The Savior – Snippet 23

3

Loreilei Jacobson did not heal easily. The shot had hit her lower rib and broken it. Mahaut suspected that it had then been deflected into her small intestines and done damage there. There was no exit wound. Controlling the bleeding was very difficult. The wound was large — the ball seemed to have entered at an angle — and she had to apply bandages and pressure to a large area until the servants came with a board made into a stretcher.

It’s the same board they used to carry Edgar in, she reflected.

It had been scrubbed, but there were still bloodstains within the willow wood grain. Getting Loreilei onto the board had provided its own difficulty. Mahaut was determined not to move her very much, and she’d had to make the servants understand this and not jostle her.

Meanwhile poor Frel sat nearby looking on worriedly with his one unswollen eye. He was hurt, and maybe hurt badly, but someone else would have to tend to him. Later she learned that the someone else was Bronson, the stable master, and his wife. Frel had recovered for a day in the feedloft while the couple attended him between their duties. A day later, Josiah Weldletter had come to take his son home in a padded wagon bed.

By the time Loreilei was in a bed, shock had set in. There was little Mahaut could do but keep the girl in clean bandages and alternately warm or cool her as her body shuddered with fever and chills. She did not regain consciousness for three days. During that time, she had occasionally stopped breathing, and Mahaut had pushed her own breath into the girl’s lungs to keep her alive.

Always Loreilei’s breath came back within moments. Her niece was tough.

Deep sepsis had set in, and with it great pain. Mahaut allowed Loreilei to eat and drink only broth of wheat, strained dak soup, and water for many days. She was afraid that whatever healing might be going on in Loreilei’s gut would be undone by food passing through it. The wound healed slowly, but within a month new skin and scar tissue had covered it.

It’s a very pretty little scar in comparison to mine, Mahaut reflected. Of course, she’ll never think so. If she lives.

Yet slowly the girl recovered. After three weeks, Mahaut believed her niece fit enough to leave her side for several hours to take exercise and weapons practice. Loreilei’s parents and uncles and aunts came by frequently after Mahaut permitted them in her rooms.

Never Benjamin.

Even in the early evening, when she went through the main sitting room to get to the latrine, she did not find him in his usual spot in the large chair he adored.

“Has he left the house?” she asked one of the servants coming by on his rounds.

“No, Land-heiress, he is still sleeping here. But he takes his meals alone and comes and goes like a ghost.”

After two weeks had passed, Frel and his stepfather, Josiah Weldletter, had appeared at the door one afternoon. They would never have been allowed to come unless Benjamin had known of it and approved. Loreilei had immediately brightened. The two sat and talked while Weldletter, who was a captain in the Regulars and a cartographer working full time in the office of the district military command, told Mahaut what news there was of the wider world.

After the first visit, Frel came often.

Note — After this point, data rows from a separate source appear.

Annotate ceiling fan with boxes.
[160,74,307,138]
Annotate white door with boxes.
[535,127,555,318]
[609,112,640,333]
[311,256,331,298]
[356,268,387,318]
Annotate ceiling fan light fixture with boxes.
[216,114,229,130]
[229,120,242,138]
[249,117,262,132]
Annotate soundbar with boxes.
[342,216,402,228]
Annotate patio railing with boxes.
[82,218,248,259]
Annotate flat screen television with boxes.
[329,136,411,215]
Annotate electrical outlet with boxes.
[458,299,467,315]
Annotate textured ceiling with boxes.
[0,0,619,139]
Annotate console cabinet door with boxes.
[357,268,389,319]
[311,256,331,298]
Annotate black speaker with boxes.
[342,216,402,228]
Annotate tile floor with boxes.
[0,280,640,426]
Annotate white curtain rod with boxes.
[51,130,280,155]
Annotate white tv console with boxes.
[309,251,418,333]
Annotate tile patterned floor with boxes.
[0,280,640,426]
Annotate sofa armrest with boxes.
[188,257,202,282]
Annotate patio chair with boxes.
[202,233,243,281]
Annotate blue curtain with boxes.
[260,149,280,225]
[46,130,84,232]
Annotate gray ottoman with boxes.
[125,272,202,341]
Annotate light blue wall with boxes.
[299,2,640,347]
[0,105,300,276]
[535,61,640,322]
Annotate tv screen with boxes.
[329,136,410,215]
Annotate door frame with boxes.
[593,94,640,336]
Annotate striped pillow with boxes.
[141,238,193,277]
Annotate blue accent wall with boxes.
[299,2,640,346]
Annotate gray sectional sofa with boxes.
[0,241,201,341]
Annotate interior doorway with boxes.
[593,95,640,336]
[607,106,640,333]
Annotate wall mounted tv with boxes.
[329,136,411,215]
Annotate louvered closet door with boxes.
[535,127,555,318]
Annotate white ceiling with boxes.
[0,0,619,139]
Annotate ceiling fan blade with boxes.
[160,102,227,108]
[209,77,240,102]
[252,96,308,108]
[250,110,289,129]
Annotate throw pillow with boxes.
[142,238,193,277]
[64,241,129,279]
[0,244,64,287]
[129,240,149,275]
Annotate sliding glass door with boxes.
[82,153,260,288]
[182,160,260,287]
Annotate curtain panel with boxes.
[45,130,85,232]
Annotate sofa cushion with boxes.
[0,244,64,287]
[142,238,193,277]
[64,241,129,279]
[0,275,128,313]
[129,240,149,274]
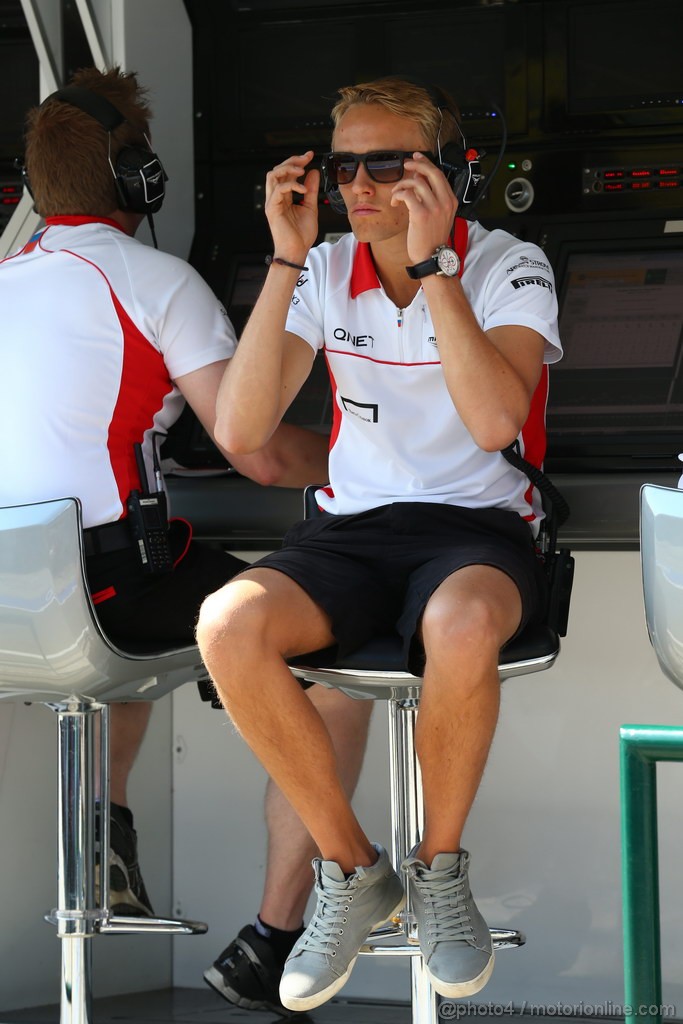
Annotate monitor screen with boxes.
[567,0,683,114]
[547,249,683,461]
[0,31,39,163]
[544,0,683,132]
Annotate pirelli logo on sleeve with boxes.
[510,278,553,292]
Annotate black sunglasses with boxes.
[322,150,434,186]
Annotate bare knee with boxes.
[197,583,266,674]
[422,593,505,662]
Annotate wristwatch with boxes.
[405,246,460,281]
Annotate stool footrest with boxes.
[97,914,209,935]
[359,925,526,956]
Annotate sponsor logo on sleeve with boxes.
[506,256,550,276]
[510,278,553,292]
[339,394,380,423]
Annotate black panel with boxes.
[544,0,683,133]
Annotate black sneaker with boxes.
[204,925,291,1017]
[97,804,155,918]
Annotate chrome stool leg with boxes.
[360,697,525,1024]
[47,699,100,1024]
[46,697,207,1024]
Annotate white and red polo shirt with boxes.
[287,219,562,529]
[0,217,236,527]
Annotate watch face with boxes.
[436,246,460,278]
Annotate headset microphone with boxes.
[323,75,485,215]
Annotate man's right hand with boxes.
[265,150,321,264]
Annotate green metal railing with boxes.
[620,725,683,1022]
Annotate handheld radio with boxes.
[128,443,173,574]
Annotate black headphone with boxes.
[323,75,484,214]
[22,85,168,214]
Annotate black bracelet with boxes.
[264,256,308,270]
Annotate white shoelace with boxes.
[412,865,474,943]
[299,877,353,956]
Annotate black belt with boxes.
[83,520,133,558]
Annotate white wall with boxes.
[173,552,683,1017]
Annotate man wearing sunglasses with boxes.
[198,80,561,1011]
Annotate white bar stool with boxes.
[0,498,207,1024]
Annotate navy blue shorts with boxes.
[254,502,547,671]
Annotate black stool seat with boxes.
[290,624,560,700]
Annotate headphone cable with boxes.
[463,99,508,220]
[147,213,159,249]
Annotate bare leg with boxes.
[416,565,521,865]
[197,568,377,871]
[110,700,152,807]
[259,685,373,931]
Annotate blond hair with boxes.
[332,78,462,153]
[26,68,152,217]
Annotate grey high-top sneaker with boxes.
[280,844,405,1010]
[401,847,494,998]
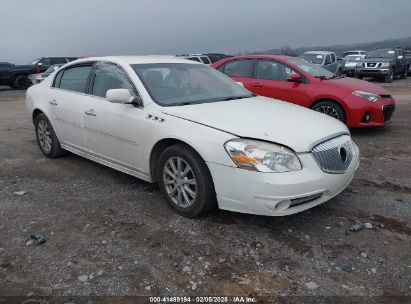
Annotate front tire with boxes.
[311,100,345,123]
[14,75,31,90]
[34,113,66,158]
[384,71,394,83]
[157,144,217,217]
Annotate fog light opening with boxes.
[274,200,291,211]
[362,112,371,122]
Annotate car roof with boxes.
[304,51,334,55]
[70,55,201,64]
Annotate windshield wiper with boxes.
[220,95,254,101]
[314,75,335,80]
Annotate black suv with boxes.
[355,48,409,82]
[0,57,77,90]
[32,57,77,73]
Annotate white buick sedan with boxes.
[26,56,359,217]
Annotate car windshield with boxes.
[365,50,395,58]
[288,57,335,78]
[344,55,363,62]
[44,64,61,74]
[301,53,324,64]
[131,63,253,106]
[28,58,41,65]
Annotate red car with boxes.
[211,56,395,127]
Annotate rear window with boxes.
[222,59,253,78]
[55,66,91,93]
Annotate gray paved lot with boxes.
[0,79,411,296]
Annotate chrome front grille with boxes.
[311,135,355,174]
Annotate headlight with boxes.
[224,138,303,172]
[351,91,380,102]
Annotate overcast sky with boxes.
[0,0,411,63]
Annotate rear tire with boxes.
[157,144,217,217]
[311,100,346,123]
[34,113,66,158]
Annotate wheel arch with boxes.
[149,137,209,182]
[309,97,348,120]
[32,108,47,123]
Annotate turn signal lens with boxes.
[224,139,302,172]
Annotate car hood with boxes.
[321,77,390,95]
[361,58,394,62]
[162,96,349,152]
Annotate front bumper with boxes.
[207,145,359,216]
[344,94,395,127]
[355,68,392,78]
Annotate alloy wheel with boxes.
[163,157,197,208]
[37,120,52,153]
[315,105,341,120]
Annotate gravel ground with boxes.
[0,79,411,303]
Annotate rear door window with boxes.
[201,56,211,64]
[55,66,91,93]
[222,59,253,78]
[91,62,137,98]
[256,60,299,81]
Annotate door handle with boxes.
[251,82,264,88]
[84,109,97,116]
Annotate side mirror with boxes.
[106,89,143,107]
[287,74,301,82]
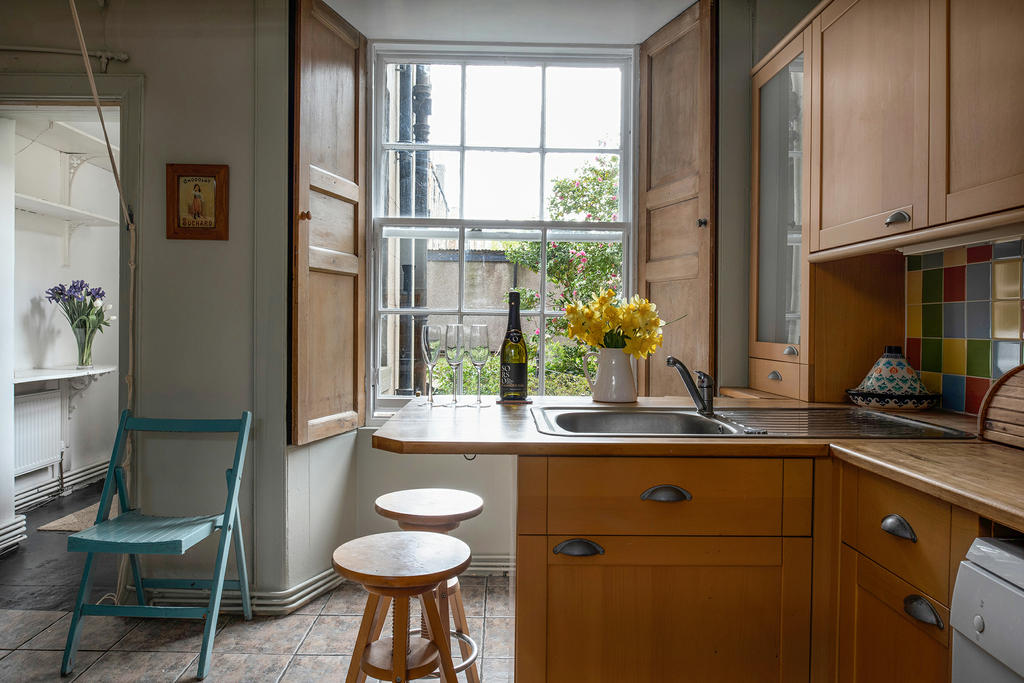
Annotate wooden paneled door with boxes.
[290,0,367,443]
[929,0,1024,223]
[809,0,931,252]
[637,0,717,396]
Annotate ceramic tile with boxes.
[965,262,992,301]
[964,377,990,415]
[921,372,942,393]
[942,339,967,375]
[906,304,925,337]
[992,301,1021,339]
[78,650,195,683]
[921,303,942,337]
[967,339,992,379]
[942,302,966,339]
[992,240,1021,259]
[965,301,992,339]
[0,609,68,649]
[178,650,288,683]
[921,270,942,303]
[0,650,102,683]
[967,245,992,263]
[992,341,1021,380]
[942,375,966,413]
[920,339,942,373]
[942,247,967,267]
[906,337,921,370]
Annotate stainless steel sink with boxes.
[531,407,740,436]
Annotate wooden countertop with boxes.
[831,440,1024,531]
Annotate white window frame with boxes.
[366,42,637,419]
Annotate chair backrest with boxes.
[96,410,253,524]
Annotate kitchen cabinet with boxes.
[810,0,933,252]
[930,0,1024,223]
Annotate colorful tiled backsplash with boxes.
[904,240,1022,414]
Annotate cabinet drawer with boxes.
[843,467,951,604]
[548,458,786,536]
[749,358,807,398]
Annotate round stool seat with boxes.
[332,531,471,593]
[374,488,483,531]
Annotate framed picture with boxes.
[167,164,227,240]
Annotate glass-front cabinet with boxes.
[750,32,810,368]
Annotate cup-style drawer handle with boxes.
[886,211,910,225]
[551,539,604,557]
[903,593,946,631]
[882,514,918,543]
[640,483,693,503]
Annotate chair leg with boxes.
[60,553,92,676]
[234,510,253,622]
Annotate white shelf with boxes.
[14,193,118,227]
[14,366,118,384]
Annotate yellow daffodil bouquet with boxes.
[565,290,675,359]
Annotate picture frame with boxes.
[167,164,228,240]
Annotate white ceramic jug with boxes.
[583,348,637,403]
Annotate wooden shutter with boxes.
[290,0,367,443]
[637,0,716,396]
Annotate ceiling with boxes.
[327,0,696,45]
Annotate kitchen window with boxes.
[367,45,634,414]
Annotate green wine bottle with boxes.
[500,292,526,400]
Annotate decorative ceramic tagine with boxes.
[846,346,942,411]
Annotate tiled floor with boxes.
[0,575,515,683]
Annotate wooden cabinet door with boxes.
[810,0,930,251]
[839,545,949,683]
[516,536,811,683]
[929,0,1024,223]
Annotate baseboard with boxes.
[140,555,513,615]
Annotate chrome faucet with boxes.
[665,355,715,417]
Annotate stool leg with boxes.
[449,579,483,683]
[345,593,381,683]
[420,593,457,683]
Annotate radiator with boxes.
[14,391,60,476]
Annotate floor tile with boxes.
[75,650,197,683]
[0,609,68,649]
[19,614,138,650]
[483,616,515,657]
[281,654,351,683]
[113,614,234,652]
[299,614,362,654]
[178,652,292,683]
[214,614,317,654]
[0,650,100,683]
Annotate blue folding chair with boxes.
[60,411,253,679]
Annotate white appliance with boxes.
[949,539,1024,683]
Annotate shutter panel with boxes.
[637,0,717,396]
[290,0,367,444]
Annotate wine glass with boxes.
[444,323,469,408]
[420,325,442,405]
[469,325,490,408]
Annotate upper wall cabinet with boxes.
[929,0,1024,223]
[809,0,933,251]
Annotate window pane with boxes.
[466,66,541,147]
[547,230,623,312]
[465,228,541,313]
[384,150,459,218]
[381,65,462,144]
[544,154,622,221]
[463,152,541,220]
[545,67,623,150]
[377,227,459,309]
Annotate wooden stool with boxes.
[332,531,470,683]
[374,488,483,683]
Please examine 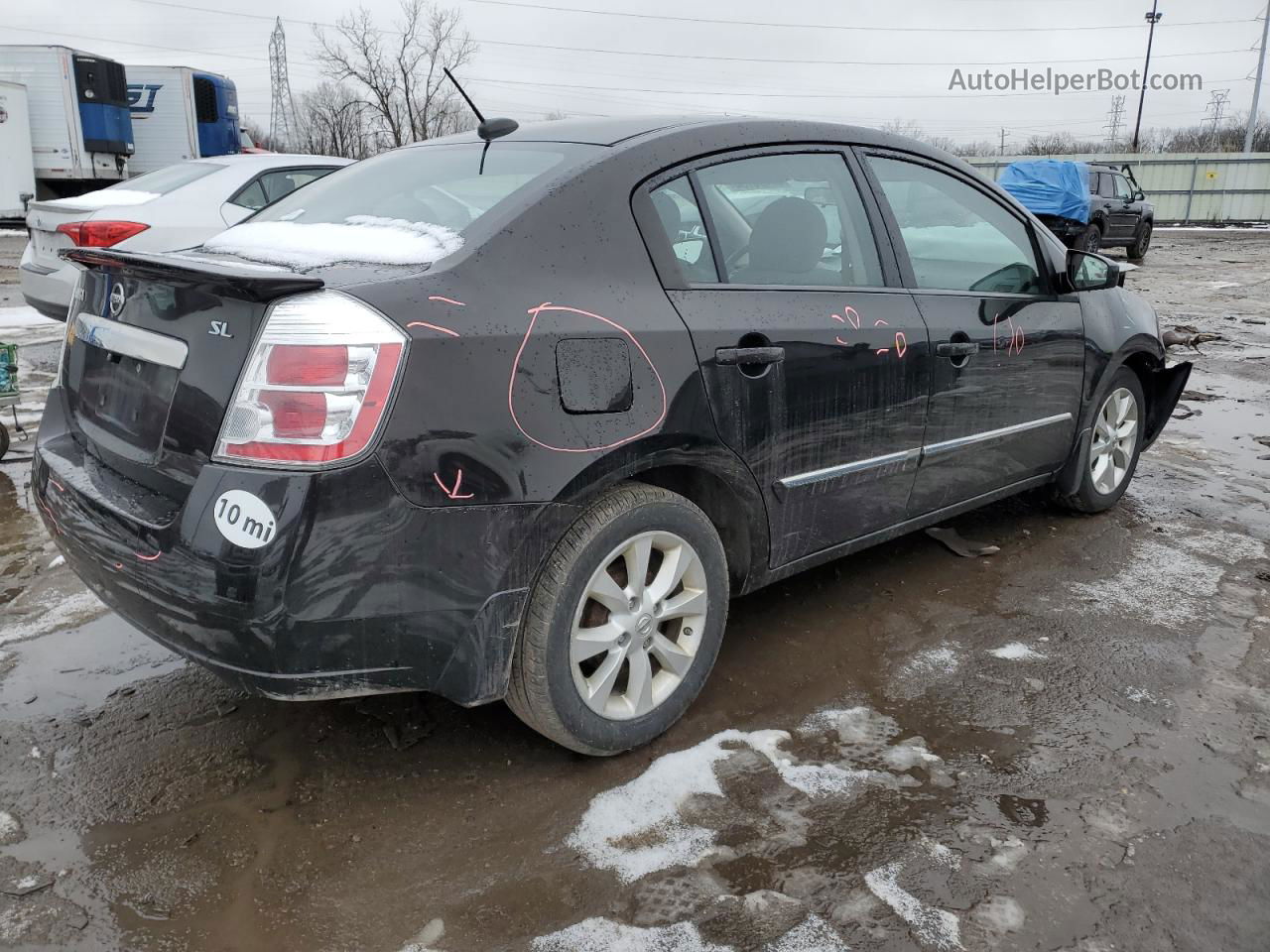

It seemed that Benjamin had resigned himself to the match. He’d spoken before of marrying Loreilei to a powerful First Family in Lindron who had expressed interest in establishing a connection to House Jacobson. Solon had four daughters, however, and Loreilei had a sister who was now a toddler. Benjamin might get his wish for the union of alliance sooner or later without Loreilei. He usually did.

Finally, after ten rises of the three-day moon, Levot, Loreilei was well enough to walk, gingerly, to her own quarters and begin her life anew. Mahaut doubted she would ever be able to run and gambol again. Any jarring movement brought her pain. Being alive at all would have to be consolation.